The disappointing outlook from both companies weighed on the stocks of other U.S. retailers, as investors grew concerned about the health of a sector that has been strong so far this year. Macy’s, which is scheduled to report earnings later in the week, fell 7.6% while Nordstrom declined 4.5%. Gap slumped 1.9%. Meanwhile, discount retailer TJX rose 2.9% after its earnings report showed a strong rise in sales.

Globally, stocks edged higher as investors grew less apprehensive about the economic outlook and the prospects for a U.S.-China trade deal in the absence of fresh shocks. Hong Kong’s Hang Seng Index ended the day up almost 1.6%, while the Shanghai Composite gauge advanced 0.9%. Meanwhile, the pan-continental Stoxx Europe 600 index rose 0.3%.

The ICE dollar index, which tracks the greenback against a basket of currencies, dropped sharply immediately after President Trump said he met with Federal Reserve Chairman Jerome Powell at the White House Monday and “protested” about U.S. interest rates being too high.

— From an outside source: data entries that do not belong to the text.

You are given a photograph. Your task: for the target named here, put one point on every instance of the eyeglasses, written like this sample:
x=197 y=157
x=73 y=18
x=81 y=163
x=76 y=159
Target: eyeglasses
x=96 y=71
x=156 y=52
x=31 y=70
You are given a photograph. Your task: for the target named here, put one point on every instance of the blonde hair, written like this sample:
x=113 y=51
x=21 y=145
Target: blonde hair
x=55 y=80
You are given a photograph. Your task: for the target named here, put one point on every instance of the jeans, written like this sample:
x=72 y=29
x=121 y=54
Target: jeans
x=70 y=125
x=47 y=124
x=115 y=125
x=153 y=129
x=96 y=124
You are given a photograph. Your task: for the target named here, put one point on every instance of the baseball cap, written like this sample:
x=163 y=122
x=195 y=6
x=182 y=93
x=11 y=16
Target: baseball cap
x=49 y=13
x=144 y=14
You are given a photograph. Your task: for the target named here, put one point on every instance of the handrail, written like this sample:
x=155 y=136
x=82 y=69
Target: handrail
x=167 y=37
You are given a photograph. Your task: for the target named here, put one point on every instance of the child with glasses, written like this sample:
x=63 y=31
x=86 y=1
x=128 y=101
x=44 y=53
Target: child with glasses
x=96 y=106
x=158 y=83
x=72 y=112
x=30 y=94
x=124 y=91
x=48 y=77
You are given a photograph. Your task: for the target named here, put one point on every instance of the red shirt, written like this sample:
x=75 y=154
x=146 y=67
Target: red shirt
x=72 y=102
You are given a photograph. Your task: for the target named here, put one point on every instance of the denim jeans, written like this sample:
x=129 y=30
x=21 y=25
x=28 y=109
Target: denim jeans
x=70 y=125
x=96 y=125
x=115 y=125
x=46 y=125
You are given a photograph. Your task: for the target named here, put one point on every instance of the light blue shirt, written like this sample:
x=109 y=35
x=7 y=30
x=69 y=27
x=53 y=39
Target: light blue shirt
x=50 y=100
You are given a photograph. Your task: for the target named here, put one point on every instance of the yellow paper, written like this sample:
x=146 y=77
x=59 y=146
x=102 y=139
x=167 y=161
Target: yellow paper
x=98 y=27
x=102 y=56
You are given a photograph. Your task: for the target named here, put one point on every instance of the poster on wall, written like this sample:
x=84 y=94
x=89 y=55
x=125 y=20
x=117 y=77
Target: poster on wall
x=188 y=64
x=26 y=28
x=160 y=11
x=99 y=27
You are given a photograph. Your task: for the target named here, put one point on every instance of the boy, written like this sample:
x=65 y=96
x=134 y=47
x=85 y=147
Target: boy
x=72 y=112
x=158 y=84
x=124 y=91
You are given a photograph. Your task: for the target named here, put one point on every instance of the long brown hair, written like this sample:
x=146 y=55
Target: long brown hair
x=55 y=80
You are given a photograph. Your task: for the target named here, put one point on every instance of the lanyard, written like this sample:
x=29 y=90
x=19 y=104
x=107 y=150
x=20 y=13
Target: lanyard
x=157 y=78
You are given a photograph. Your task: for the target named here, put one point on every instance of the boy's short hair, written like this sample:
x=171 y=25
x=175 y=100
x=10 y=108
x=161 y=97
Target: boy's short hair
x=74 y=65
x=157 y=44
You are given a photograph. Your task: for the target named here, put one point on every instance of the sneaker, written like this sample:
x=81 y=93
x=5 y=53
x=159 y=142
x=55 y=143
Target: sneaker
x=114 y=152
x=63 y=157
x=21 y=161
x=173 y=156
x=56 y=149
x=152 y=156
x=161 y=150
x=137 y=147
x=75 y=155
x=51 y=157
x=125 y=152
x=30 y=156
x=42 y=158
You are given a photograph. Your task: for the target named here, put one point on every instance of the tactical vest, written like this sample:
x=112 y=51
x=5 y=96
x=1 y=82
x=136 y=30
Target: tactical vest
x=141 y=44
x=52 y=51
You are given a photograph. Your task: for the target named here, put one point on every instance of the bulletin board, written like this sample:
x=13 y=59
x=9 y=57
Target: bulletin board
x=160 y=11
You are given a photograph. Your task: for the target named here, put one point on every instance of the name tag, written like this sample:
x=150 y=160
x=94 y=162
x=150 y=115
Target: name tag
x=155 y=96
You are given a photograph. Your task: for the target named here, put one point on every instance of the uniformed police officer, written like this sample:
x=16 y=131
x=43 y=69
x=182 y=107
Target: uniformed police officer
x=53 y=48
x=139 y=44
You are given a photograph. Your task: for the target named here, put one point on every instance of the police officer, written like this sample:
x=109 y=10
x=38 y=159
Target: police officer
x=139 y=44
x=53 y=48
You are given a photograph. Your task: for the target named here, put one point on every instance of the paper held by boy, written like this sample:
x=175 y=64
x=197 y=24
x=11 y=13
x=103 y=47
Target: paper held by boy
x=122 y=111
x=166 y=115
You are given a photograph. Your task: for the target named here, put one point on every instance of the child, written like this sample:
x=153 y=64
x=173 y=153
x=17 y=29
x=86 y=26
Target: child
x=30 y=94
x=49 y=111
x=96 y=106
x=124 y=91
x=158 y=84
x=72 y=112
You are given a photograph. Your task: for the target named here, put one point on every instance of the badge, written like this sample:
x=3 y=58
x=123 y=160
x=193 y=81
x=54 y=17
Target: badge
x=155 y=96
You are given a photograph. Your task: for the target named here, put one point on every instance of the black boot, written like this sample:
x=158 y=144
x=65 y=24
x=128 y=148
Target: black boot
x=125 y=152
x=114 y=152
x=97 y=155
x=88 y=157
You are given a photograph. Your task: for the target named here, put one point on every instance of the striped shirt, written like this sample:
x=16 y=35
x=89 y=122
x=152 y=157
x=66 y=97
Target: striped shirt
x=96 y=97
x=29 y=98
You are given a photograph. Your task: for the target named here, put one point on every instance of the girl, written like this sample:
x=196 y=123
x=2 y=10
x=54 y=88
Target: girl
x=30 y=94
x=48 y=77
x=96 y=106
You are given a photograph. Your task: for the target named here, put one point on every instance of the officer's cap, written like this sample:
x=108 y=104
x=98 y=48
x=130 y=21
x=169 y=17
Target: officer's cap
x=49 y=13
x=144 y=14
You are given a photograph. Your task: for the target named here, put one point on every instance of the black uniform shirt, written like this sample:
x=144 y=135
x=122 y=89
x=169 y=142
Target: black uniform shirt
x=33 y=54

The gauge has pared back most of those losses in the hours since.


Mr. Trump, who has been vocal in his criticism of the central bank, tweeted that he discussed the state of the economy, trade issues, and the impact of a “too strong” dollar with the central bank chief. The Fed said Mr. Powell reiterated that he hoped interest-rate cuts earlier this year would bolster the economy. The yield on the U.S. 10-year Treasurys slipped to 1.798%, from 1.808% on Monday.